14 Fév FICTIONS (5)
Grande consommation de nanars, le soir, après que j’ai fini de dîner. C’est devenu presque une drogue, il n’est pas rare que j’expédie la conversation avec X ou Y pour me retrouver plus vite devant un film. Le chat me tourne autour, je lui laisse une place sur le canapé. Je goûte une défaite absolue de la pensée, dans ces descentes aux enfers du cinéma de papa. Seules m’y retiennent la tête d’un acteur, l’estimation de l’âge qu’il devait avoir à cette époque (et que je vais, le lendemain, vérifier sur Wikipedia en même temps que sa date de décès). Je renonce, bien souvent, à comprendre les méandres de l’intrigue. J’attends de ces pauvres fictions qu’elles m’entraînent dans leur néant.
J’ai touché le fond, ces derniers temps. Il y a eu la Madame Sans-Gêne de Christian-Jaque et celle de Roger Richebé, à peu près égales en nullité. L’une donne dans le grand spectacle en couleurs, l’autre dans la théâtralité académique. Mon cœur balance pour cette deuxième option (et première mouture), parce qu’elle procure une vague idée de ce que pouvait être la pièce, à sa création un demi-siècle plus tôt. Maurice Escande, Aimé Clariond jouent dans la tradition qu’ils connaissaient. Celui-là fait rouler sa voix, celui-ci plisse les yeux, en adoptant une posture face caméra qui renvoie aux avant-scènes de 1900. Comme en 1900, les silhouettes s’inscrivent dans des décors trop grands, le cadre de scène et ses dorures ne se laissent pas oublier. Je me moque de ces conventions, elles m’émeuvent.
Il y a eu Monsieur Grégoire s’évade, un polar biscornu où Bernard Blier, petit employé qui gagne aux mots croisés, se paie une seconde peau parmi les durs. Il y a plein de rebondissements invraisemblables, et l’énigme se dénoue, à la fin, sous l’effet d’un deus ex machina qui laisse perplexe. Je ne me suis pas concentré sur les détails, je me suis seulement attaché aux traits vieillis de Jules Berry (que mon père allait croiser, peu après, dans l’hôpital où il suivait des cours de médecine), aux minauderies d’Yvette Lebon que je devais interviewer, à Cannes, quelque soixante années plus tard. Je me balade dans tout cela comme dans un album de famille, où je mesure le temps qui passe.
Je pourrais encore parler de La Banque Nemo, que je croyais interprété par Alice Field, au vu hâtif du descriptif que présente YouTube. Pendant toute la première séquence, je me suis évertué à projeter, sur cette jeune femme qui pérore dans un restaurant, la vieille dame autoritaire aperçue dans un Au théâtre ce soir. Et puis, je me suis aperçu que l’Alice du film était Alice Tissot, et que l’actrice du restaurant était Mona Goya. Minable preuve de la vacuité de mes émois. Je me suis replié sur les apparitions de Victor Boucher, sur son nez qui bizarrement prolonge son front sans solution de continuité. Il est bien tel que le représentent les photos de La Petite Illustration.

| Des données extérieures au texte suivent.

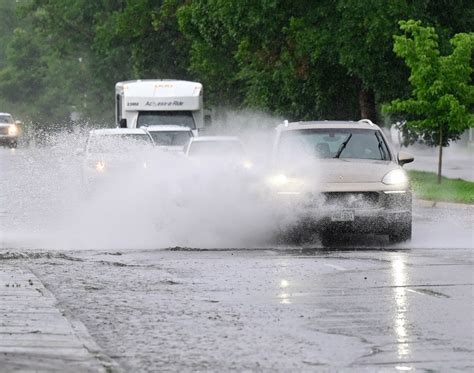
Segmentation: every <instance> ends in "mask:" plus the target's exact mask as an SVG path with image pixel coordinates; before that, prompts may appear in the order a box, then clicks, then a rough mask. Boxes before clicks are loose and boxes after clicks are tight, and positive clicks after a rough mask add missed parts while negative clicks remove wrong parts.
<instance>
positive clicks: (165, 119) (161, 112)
mask: <svg viewBox="0 0 474 373" xmlns="http://www.w3.org/2000/svg"><path fill="white" fill-rule="evenodd" d="M160 125H177V126H183V127H189V128H191V129H196V123H195V122H194V118H193V113H192V112H191V111H142V112H140V113H139V114H138V122H137V127H141V126H160Z"/></svg>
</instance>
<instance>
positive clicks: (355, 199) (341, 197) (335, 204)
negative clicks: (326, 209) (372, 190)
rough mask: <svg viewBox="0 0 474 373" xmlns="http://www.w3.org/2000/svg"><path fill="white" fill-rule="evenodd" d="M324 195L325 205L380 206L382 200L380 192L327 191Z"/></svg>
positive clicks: (335, 205)
mask: <svg viewBox="0 0 474 373" xmlns="http://www.w3.org/2000/svg"><path fill="white" fill-rule="evenodd" d="M322 196H323V203H324V205H326V206H328V207H342V208H349V209H358V208H365V209H367V208H378V207H379V206H380V202H381V198H380V193H379V192H326V193H322Z"/></svg>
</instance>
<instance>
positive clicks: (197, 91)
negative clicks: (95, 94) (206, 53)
mask: <svg viewBox="0 0 474 373" xmlns="http://www.w3.org/2000/svg"><path fill="white" fill-rule="evenodd" d="M202 91H203V90H202V84H201V83H197V82H189V81H184V80H167V79H163V80H152V79H149V80H131V81H125V82H118V83H117V84H116V85H115V116H116V123H117V126H118V127H122V128H139V127H149V126H160V125H168V126H169V125H175V126H183V127H188V128H190V129H191V130H192V131H193V134H194V136H197V134H198V131H199V130H200V129H201V128H203V127H204V106H203V92H202Z"/></svg>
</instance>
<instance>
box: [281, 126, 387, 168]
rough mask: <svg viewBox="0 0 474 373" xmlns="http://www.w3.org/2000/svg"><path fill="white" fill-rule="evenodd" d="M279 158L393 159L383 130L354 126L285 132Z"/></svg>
mask: <svg viewBox="0 0 474 373" xmlns="http://www.w3.org/2000/svg"><path fill="white" fill-rule="evenodd" d="M277 154H278V158H280V159H288V158H294V157H298V158H299V157H308V156H310V157H317V158H341V159H343V158H346V159H349V158H352V159H374V160H384V161H387V160H390V159H391V157H390V152H389V151H388V147H387V144H386V143H385V141H384V139H383V137H382V135H381V133H380V131H378V130H367V129H355V128H354V129H352V128H340V129H339V128H321V129H320V128H317V129H313V128H312V129H307V130H305V129H303V130H294V131H283V132H282V134H281V138H280V142H279V145H278V150H277Z"/></svg>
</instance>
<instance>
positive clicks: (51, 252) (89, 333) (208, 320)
mask: <svg viewBox="0 0 474 373" xmlns="http://www.w3.org/2000/svg"><path fill="white" fill-rule="evenodd" d="M3 159H4V160H5V158H3ZM2 166H3V165H2ZM2 171H3V170H2ZM3 185H5V184H3ZM59 189H60V188H58V186H57V185H56V187H55V189H54V190H55V191H58V192H59ZM33 192H34V193H39V192H41V191H40V190H35V191H33ZM0 197H1V198H7V197H8V196H6V195H5V194H3V195H2V196H0ZM1 198H0V200H2V199H1ZM3 201H4V199H3ZM36 202H37V201H35V203H36ZM17 206H18V208H20V209H21V206H20V205H17ZM473 212H474V210H473V209H472V207H465V206H462V205H444V206H437V207H432V206H431V205H430V204H426V203H421V202H416V204H415V207H414V236H413V240H412V242H411V243H409V244H406V245H401V246H399V247H390V246H388V245H387V244H386V243H385V242H383V241H381V240H379V239H378V238H373V237H369V238H365V237H351V241H350V243H349V244H348V245H347V247H337V248H334V249H331V250H323V249H321V248H320V247H319V244H318V242H317V241H315V243H313V244H308V245H307V246H304V247H273V246H270V247H264V248H245V249H238V248H228V249H215V250H213V249H185V248H172V249H147V250H143V249H142V250H140V249H120V250H116V249H104V248H97V249H96V250H71V249H68V247H64V248H63V249H61V248H59V249H58V248H57V247H55V249H54V250H53V249H47V248H45V246H41V248H39V247H35V246H31V242H27V243H22V244H20V243H21V240H18V241H15V240H12V237H11V236H7V235H5V236H3V239H0V244H1V246H0V264H1V265H3V266H11V267H12V268H25V269H27V270H30V271H32V272H33V274H34V276H35V278H37V279H38V280H39V281H41V282H42V284H43V285H44V286H45V288H46V289H47V290H49V291H50V292H51V294H52V295H54V297H55V298H56V300H57V301H58V306H57V308H58V309H59V310H61V312H62V314H63V315H65V317H67V318H68V319H69V320H70V321H71V325H75V322H76V321H78V322H80V323H82V324H83V325H84V326H85V327H86V328H87V331H88V334H89V336H90V338H91V339H92V340H93V342H94V343H96V344H97V345H98V346H99V347H100V349H101V350H102V351H101V356H102V358H101V359H102V360H104V358H103V356H106V357H107V358H110V359H112V361H114V362H115V363H116V364H118V365H119V366H120V367H121V368H122V369H123V370H124V371H150V372H151V371H195V370H199V371H228V370H236V371H248V370H250V371H285V372H286V371H377V372H379V371H387V372H392V371H472V370H473V369H474V360H473V356H474V354H473V352H474V346H473V344H474V337H473V335H474V298H473V292H474V286H473V285H474V277H473V276H474V271H473V269H474V265H473V264H474V263H473V248H474V237H473V224H474V216H473ZM35 213H36V214H39V215H41V211H35ZM9 214H13V212H11V211H10V212H9V211H3V215H2V214H0V223H1V224H0V227H1V228H2V231H3V232H6V230H7V227H8V222H9V221H10V220H9ZM22 216H23V215H21V214H16V215H15V217H16V218H17V220H18V221H17V222H16V223H15V224H17V223H18V222H20V223H21V217H22ZM50 234H51V235H52V236H54V232H50ZM84 234H87V232H84ZM5 237H6V238H7V239H6V238H5ZM0 238H2V237H0ZM50 242H51V241H50ZM15 243H18V245H16V244H15ZM5 268H6V267H5ZM35 281H36V280H35ZM1 295H2V292H0V296H1ZM1 316H2V315H0V321H1V325H0V332H1V326H3V327H8V325H9V320H8V319H7V318H1ZM0 338H1V337H0ZM74 343H76V342H74ZM94 356H95V355H94ZM1 358H2V355H1V351H0V359H1ZM93 366H94V365H91V366H90V367H89V368H88V369H89V370H93ZM111 366H112V367H113V365H111ZM114 369H118V368H114Z"/></svg>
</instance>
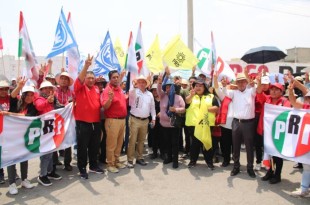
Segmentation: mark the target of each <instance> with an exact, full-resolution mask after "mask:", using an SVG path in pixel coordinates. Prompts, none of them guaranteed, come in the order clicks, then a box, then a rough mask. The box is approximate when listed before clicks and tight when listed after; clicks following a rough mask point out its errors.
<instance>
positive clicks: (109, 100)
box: [101, 70, 127, 173]
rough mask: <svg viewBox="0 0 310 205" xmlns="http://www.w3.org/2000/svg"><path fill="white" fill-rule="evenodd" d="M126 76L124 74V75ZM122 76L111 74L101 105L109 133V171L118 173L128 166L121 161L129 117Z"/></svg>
mask: <svg viewBox="0 0 310 205" xmlns="http://www.w3.org/2000/svg"><path fill="white" fill-rule="evenodd" d="M122 74H124V73H122ZM121 79H122V75H121V76H120V75H119V73H118V72H117V71H116V70H112V71H110V72H109V80H110V82H109V84H108V85H107V87H106V88H105V89H104V91H103V92H102V94H101V104H102V105H103V108H104V116H105V117H106V119H105V129H106V133H107V142H106V143H107V147H106V150H107V164H108V168H107V169H108V171H109V172H112V173H117V172H118V171H119V170H118V169H123V168H125V167H126V166H125V165H124V164H122V163H120V161H119V156H120V154H121V149H122V145H123V138H124V133H125V119H126V116H127V105H126V96H125V95H124V94H123V90H122V88H121V87H120V81H121Z"/></svg>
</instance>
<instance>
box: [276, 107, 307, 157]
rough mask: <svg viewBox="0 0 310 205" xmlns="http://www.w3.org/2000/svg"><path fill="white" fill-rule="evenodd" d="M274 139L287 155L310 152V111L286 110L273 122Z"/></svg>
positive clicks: (288, 156) (300, 155) (281, 153)
mask: <svg viewBox="0 0 310 205" xmlns="http://www.w3.org/2000/svg"><path fill="white" fill-rule="evenodd" d="M272 140H273V143H274V145H275V147H276V149H277V150H278V151H279V152H280V153H281V154H282V155H284V156H286V157H298V156H302V155H305V154H307V153H308V152H310V113H305V112H300V113H298V112H292V111H285V112H282V113H281V114H279V115H278V116H277V117H276V118H275V120H274V121H273V123H272Z"/></svg>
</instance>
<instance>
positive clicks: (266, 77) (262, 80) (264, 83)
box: [260, 76, 270, 85]
mask: <svg viewBox="0 0 310 205" xmlns="http://www.w3.org/2000/svg"><path fill="white" fill-rule="evenodd" d="M260 82H261V84H264V85H268V84H269V83H270V79H269V76H262V77H261V79H260Z"/></svg>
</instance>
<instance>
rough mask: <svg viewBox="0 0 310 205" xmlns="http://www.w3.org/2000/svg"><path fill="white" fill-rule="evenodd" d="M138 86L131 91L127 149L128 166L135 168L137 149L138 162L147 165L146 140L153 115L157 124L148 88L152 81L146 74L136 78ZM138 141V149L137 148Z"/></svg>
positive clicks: (127, 163)
mask: <svg viewBox="0 0 310 205" xmlns="http://www.w3.org/2000/svg"><path fill="white" fill-rule="evenodd" d="M134 83H135V84H136V88H134V89H132V90H130V91H129V105H130V106H131V110H130V118H129V126H130V136H129V145H128V149H127V160H128V163H127V167H128V168H133V167H134V165H133V159H134V155H135V151H136V152H137V156H136V159H137V160H136V164H140V165H142V166H145V165H146V162H145V161H144V159H143V147H144V141H145V138H146V135H147V130H148V124H149V119H148V117H149V116H150V113H151V116H152V122H151V123H152V124H153V125H155V119H156V112H155V103H154V98H153V95H152V93H151V92H149V91H148V90H147V87H149V85H150V81H149V80H148V79H146V78H145V77H144V76H140V77H138V78H137V79H135V82H134ZM136 143H137V149H136Z"/></svg>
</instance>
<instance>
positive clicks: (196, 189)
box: [0, 152, 310, 205]
mask: <svg viewBox="0 0 310 205" xmlns="http://www.w3.org/2000/svg"><path fill="white" fill-rule="evenodd" d="M122 159H123V160H126V157H125V156H123V157H122ZM146 161H147V162H149V164H148V165H147V166H146V167H141V166H139V165H136V167H135V168H134V169H127V168H126V169H123V170H121V171H120V172H119V173H118V174H111V173H105V174H102V175H99V174H90V175H89V179H88V180H81V179H80V178H79V177H78V175H77V173H78V170H77V168H76V167H74V170H73V171H72V172H66V171H63V170H61V167H58V170H59V171H58V173H59V174H61V175H62V176H63V179H62V180H61V181H53V185H52V186H50V187H43V186H41V185H39V184H37V180H36V178H37V176H38V172H39V168H38V167H39V160H38V159H33V160H30V161H29V177H28V179H30V180H31V182H33V183H34V184H35V185H36V186H35V188H34V189H32V190H27V189H24V188H20V181H18V183H17V184H18V186H19V194H18V195H16V196H11V195H10V194H9V193H8V183H6V184H4V185H0V204H31V205H33V204H35V205H37V204H68V205H70V204H72V205H73V204H74V205H78V204H88V205H91V204H136V205H140V204H143V205H145V204H160V205H164V204H227V205H229V204H264V205H266V204H267V205H268V204H272V205H276V204H307V205H309V204H310V198H294V197H291V196H290V195H289V192H291V191H293V190H294V189H295V188H298V187H299V185H300V179H301V172H300V171H299V170H294V169H293V168H292V167H293V165H294V163H293V162H289V161H285V162H284V167H283V173H282V182H281V183H280V184H276V185H269V184H268V183H266V182H263V181H261V179H260V177H261V176H263V175H264V173H265V172H264V171H263V170H262V171H259V172H257V178H256V179H252V178H250V177H249V176H248V175H247V173H246V167H245V166H242V167H241V173H240V174H239V175H237V176H235V177H230V171H231V169H232V166H231V165H230V166H228V167H226V168H222V167H220V163H217V164H215V166H216V169H215V170H213V171H211V170H210V169H208V168H207V167H206V164H205V163H204V162H203V161H202V159H200V160H199V161H198V165H197V166H196V167H194V168H192V169H188V168H187V166H186V165H187V163H188V162H189V160H188V159H187V160H180V167H179V168H178V169H177V170H174V169H172V165H171V164H168V165H163V164H162V161H161V160H159V159H157V160H155V161H152V160H150V159H149V158H148V157H146ZM245 163H246V160H245V153H244V152H243V153H242V154H241V164H243V165H245ZM73 165H76V161H74V162H73ZM18 169H19V166H18Z"/></svg>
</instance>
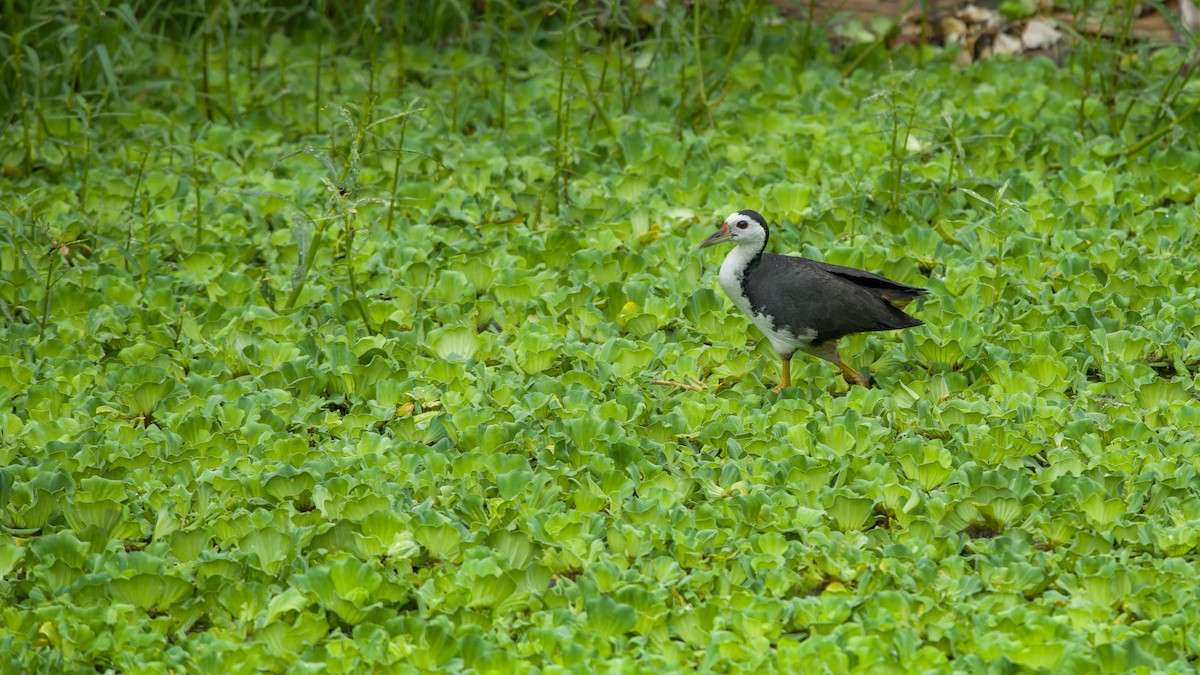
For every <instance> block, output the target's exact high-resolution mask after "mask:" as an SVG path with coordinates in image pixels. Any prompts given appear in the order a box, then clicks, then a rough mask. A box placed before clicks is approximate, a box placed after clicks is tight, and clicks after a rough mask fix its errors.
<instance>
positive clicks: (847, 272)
mask: <svg viewBox="0 0 1200 675" xmlns="http://www.w3.org/2000/svg"><path fill="white" fill-rule="evenodd" d="M745 288H746V295H748V297H749V298H750V304H751V306H752V309H754V310H755V311H756V312H760V311H761V312H763V313H767V315H769V316H772V317H773V318H774V321H775V325H776V327H786V328H787V329H788V330H790V331H791V333H793V334H797V335H803V334H805V333H809V331H815V333H816V342H824V341H826V340H836V339H838V337H841V336H844V335H850V334H852V333H868V331H872V330H895V329H899V328H911V327H913V325H920V324H922V322H920V319H917V318H913V317H911V316H908V315H906V313H905V312H902V311H900V310H899V309H898V307H896V305H895V304H898V303H896V300H899V299H901V298H907V299H912V298H916V297H918V295H922V294H924V293H925V289H923V288H916V287H913V286H905V285H904V283H898V282H895V281H892V280H889V279H887V277H883V276H880V275H877V274H871V273H869V271H863V270H859V269H854V268H847V267H841V265H830V264H828V263H822V262H818V261H810V259H808V258H796V257H791V256H776V255H770V253H766V255H763V256H762V257H761V258H760V259H758V264H756V265H754V268H752V269H750V270H748V274H746V280H745Z"/></svg>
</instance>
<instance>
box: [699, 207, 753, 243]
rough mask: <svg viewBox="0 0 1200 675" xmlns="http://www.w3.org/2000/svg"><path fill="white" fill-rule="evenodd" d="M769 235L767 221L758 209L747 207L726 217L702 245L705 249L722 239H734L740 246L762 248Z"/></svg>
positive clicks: (703, 241)
mask: <svg viewBox="0 0 1200 675" xmlns="http://www.w3.org/2000/svg"><path fill="white" fill-rule="evenodd" d="M768 235H769V233H768V232H767V221H766V220H764V219H763V217H762V216H761V215H760V214H758V211H751V210H750V209H745V210H742V211H738V213H736V214H732V215H731V216H730V217H727V219H725V222H722V223H721V227H719V228H716V232H714V233H713V234H712V235H710V237H709V238H708V239H704V241H703V243H701V245H700V247H701V249H704V247H707V246H712V245H714V244H720V243H722V241H733V243H734V244H737V245H738V246H754V247H756V249H762V247H764V246H766V245H767V237H768Z"/></svg>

Il existe, avec une trivialité dans les effets qui nuance l’admiration dont il faisait l’objet. Il a un côté vieille France qui me ravit, pourtant on se dit que lui aussi devait faire l’amour.
C’est justement le sujet du film vu hier : Le Rosier de Madame Husson, première version par Bernard Deschamps du roman de Maupassant. Cela ne passe bien sûr que par des clins d’œil égrillards, des sous-entendus. Mais la mise en scène est tellement ralentie par les pesanteurs du début du parlant (ce que j’appelle le style entre chien et loup), et par les intentions esthètes du réalisateur, que le sexe empêché acquiert une qualité onirique. Fernandel, tout jeune, est presque beau, et ses efforts pour perdre sa fleur, alors qu’on vient de le couronner comme rosier, gravitent dans une apesanteur silencieuse. Il y a notamment un moment, à l’issue du banquet, où toutes les femmes le fixent d’un air lubrique, sans dire une parole. On ne peut pas pousser plus loin les limites de l’indécence, dans la mesure même où rien n’est dit, ni montré. On se tient à l’extrême bord du précipice, dans une malédiction qui traverse cet “âge d’or” du cinéma français, qui est peut-être aussi la mienne.
Michelle Herpe
Posté le 17:01h, 19 févrierLu, amusée, un peu perdue.